Va. Abortion Law Overturned Again

By Robert Barnes
Washington Post Staff Writer
Wednesday, May 21, 2008

A federal appeals court in Richmond again declared Virginia's abortion law unconstitutional yesterday, saying it is more restrictive than the federal ban on late-term abortion that the U.S. Supreme Court approved last year.

The U.S. Court of Appeals for the 4th Circuit has never allowed Virginia's Partial Birth Infanticide Act of 2003 to take effect, but the Supreme Court ordered it last year to reexamine the law in light of the high court's decision upholding the federal ban.

Since that April 2007 ruling, federal appeals courts have struck down abortion laws in Michigan and Virginia, saying they go beyond what the Supreme Court approved.

In Richmond, the three-judge panel that overturned the law in 2005 repeated its 2 to 1 decision yesterday, saying that the only way doctors could be certain they would not be prosecuted under the law would be to stop performing abortions.

"The Virginia Act imposes an undue burden upon a woman's right to choose a previability second trimester abortion," Judge M. Blane Michael wrote. He was joined by Judge Diana Gribbon Motz.

Dissenting Judge Paul V. Niemeyer accused his colleagues of exploiting minor differences between Virginia's act and the federal ban to find reasons to strike it.

"With a troubling opinion, the majority now seeks to circumvent the Supreme Court's ruling in Gonzales v. Carhart, unwittingly inviting the Supreme Court to spell out in this case that Virginia's statute is likewise constitutional, because in the nature and scope of conduct prohibited, it is virtually identical to the federal statute," Niemeyer wrote.

The Supreme Court's 5 to 4 ruling in Carhart was seen as a dramatic shift for the justices, who for the first time allowed a specific abortion procedure to be banned and approved a law that did not contain an exception for the health of the woman.

"We're very pleased that the [4th Circuit] recognized that the Virginia statute was extreme," said Stephanie Toti, who had argued the case on behalf of the Center for Reproductive Rights. The center's president, Nancy Northup, said in a statement that lower federal courts are providing "a crucial backstop against anti-choice forces using the Supreme Court's recent ruling to ride roughshod over women's health."

Victoria Cobb, president of the Family Foundation of Virginia, took the opposite view. "It is disappointing that yet again just two people can thwart the will of the people, the action of a legislature, and simple justice for nearly born children," she said in a statement.

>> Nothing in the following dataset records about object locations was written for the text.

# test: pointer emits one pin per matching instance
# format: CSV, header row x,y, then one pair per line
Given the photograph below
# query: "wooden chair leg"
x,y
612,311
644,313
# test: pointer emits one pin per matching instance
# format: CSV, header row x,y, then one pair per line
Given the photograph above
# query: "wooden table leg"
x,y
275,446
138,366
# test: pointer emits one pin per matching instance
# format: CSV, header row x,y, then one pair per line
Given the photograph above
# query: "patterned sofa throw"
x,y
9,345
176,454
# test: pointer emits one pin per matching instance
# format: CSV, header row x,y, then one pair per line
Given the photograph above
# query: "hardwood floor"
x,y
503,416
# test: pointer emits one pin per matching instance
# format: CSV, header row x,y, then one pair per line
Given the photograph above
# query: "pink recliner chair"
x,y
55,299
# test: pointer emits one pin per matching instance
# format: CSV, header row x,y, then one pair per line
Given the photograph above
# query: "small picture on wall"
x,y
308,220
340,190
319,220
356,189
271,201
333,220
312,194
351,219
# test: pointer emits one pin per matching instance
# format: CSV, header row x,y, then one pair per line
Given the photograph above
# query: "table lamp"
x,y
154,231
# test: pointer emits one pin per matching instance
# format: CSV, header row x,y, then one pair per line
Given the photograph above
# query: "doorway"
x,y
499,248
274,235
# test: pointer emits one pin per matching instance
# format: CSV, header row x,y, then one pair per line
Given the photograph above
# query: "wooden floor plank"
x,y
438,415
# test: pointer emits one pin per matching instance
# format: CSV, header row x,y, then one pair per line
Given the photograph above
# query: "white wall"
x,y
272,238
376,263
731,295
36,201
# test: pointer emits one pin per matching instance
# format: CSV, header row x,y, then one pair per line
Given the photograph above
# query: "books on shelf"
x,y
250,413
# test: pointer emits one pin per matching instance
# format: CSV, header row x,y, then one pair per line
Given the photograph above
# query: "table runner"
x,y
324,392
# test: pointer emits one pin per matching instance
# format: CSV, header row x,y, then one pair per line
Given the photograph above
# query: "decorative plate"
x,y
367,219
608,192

A spokesman for Virginia Attorney General Robert F. McDonnell (R) said he was also disappointed with the ruling and had not decided whether to ask the entire 4th Circuit to reconsider the case or petition the Supreme Court to take it.

The Virginia law bans the medical procedure "intact dilation and extraction" (D&E), which along with a standard dilation and extraction is used to terminate pregnancies after about 12 weeks. Up to 90 percent of abortions occur before then.